Total Pageviews

Sunday, August 10, 2014

Pick up the gift the market is sending you

Have you heard tax inversion? If you know the saga Pfizer was playing recently in trying to buy the UK company AstraZenec, then you should know what it is. In a nutshell, a large US-based company buys up a small foreign company located in a country with lower corporate tax. Then the US company moves its tax headquarter (on paper) to that country but maintain its operations still in the US. Without practically changing anything, suddenly the US company becomes a foreign company and pay much less corporate tax. This is a tax loophole but perfectly legal and makes a lot of sense business-wise, although in the eyes of the US government, this is very unpatriotic.
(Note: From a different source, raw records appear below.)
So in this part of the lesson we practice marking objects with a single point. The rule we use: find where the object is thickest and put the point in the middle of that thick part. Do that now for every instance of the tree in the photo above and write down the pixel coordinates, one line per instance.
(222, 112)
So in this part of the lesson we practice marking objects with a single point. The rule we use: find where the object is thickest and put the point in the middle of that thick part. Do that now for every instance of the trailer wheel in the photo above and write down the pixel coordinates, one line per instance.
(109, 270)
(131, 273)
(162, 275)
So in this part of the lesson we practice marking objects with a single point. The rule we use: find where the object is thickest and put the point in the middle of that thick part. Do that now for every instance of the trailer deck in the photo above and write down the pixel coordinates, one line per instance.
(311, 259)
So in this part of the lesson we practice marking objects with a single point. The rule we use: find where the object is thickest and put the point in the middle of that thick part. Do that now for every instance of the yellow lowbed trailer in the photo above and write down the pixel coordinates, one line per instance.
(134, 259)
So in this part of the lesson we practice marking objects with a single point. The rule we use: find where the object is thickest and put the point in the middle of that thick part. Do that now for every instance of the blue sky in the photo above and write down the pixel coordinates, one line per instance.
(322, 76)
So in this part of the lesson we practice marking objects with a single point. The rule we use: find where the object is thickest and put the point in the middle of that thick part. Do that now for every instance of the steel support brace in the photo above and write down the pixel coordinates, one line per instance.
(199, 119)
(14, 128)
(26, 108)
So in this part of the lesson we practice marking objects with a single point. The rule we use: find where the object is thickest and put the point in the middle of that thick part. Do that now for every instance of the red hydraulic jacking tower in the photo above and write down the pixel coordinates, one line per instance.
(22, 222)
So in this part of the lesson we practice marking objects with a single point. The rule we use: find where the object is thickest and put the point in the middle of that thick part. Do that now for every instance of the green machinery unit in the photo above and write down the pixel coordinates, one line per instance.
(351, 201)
 Walgreens (WAG) started its buying process for a UK-based company, Alliance Boots. The Wall Street has always expected that WAG would for sure to go with the inversion to lower its tax. But last Wed, WAG announced that it would not pursue an inversion. I’m there are a lot reasons for them to make this decision but this unexpected decision definitely got the market off the guard. WAG was severely punished and its share price got a haircut with a 14% plunge. Well, this is to me a classic overreaction we have seen so many times by now. I take this as a gift the market is sending you. You see, the underlying business for WAG has not changed in any way. It is still a great healthcare company that will continue to thrive along with the aging population and increasing costs on medications. Walgreens is a high-quality company I have been watching for long time. It is very investor-friendly by paying increasing dividends and buying back shares for years. I don’t see this trend will change any time soon. I won’t pass this gift sent my way for free. I have not only bought WAG for myself, I also bought some for my son's portfolio.